David Zwirner is pleased to present Afro Margin, an exhibition of eight pencil drawings by Chris Ofili. This is the artist's second exhibition at the gallery. His 2007 debut, Devil's Pie, was an expansive exhibition uniting his work in painting, sculpture, printmaking, and graphite drawing.
To accompany the exhibition, Radius Books/David Zwirner will publish Chris Ofili: Afro Margin, a limited edition catalogue of 500, signed and numbered by the artist. The catalogue includes a poem by Inua Ellams, a poet, writer, teacher, and performer based in London and an essay by Cameron Shaw, a New Yorkbased writer.

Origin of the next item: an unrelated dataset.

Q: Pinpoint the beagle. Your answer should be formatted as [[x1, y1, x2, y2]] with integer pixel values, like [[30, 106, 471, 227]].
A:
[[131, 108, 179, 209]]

Begun in 2004, while Ofili was still living in London, the Afro Margin series continued after he moved to Trinidad in 2005, and was finally completed in 2007. Known primarily for his bold, large-scale paintings, these intimate drawings reveal Ofili to be a master draughtsman. In this exquisite series, Ofili employs his distinguished "afro heads," a signature motif he began working with in the early 1990s. Here the "margin"–created by darkened "afro heads" piled vertically into columns and varying in size–suggests gothic towers and aboriginal totems. With each work, Ofili started by consciously considering the width of the column, discovering and breaking the tension of the blank page. As the series progressed, conceptions of blackness also figured as a way to understand the margin. Moving transformed this idea, as he left a metropolitan center–London–for a place on the fringe of cultural activity–Trinidad. Formally, however, the series was not affected by the changes in the landscape. Unlike much of his other work, he tried to confine the relationship to the structure of the idea. As Cameron Shaw states in the catalogue essay, "Ultimately, the significance is in the arrangement . . . Like an automatic drawing, notebook doodle, or physical meditation, his intention was to disappear into the action, while simply maintaining awareness of its natural direction."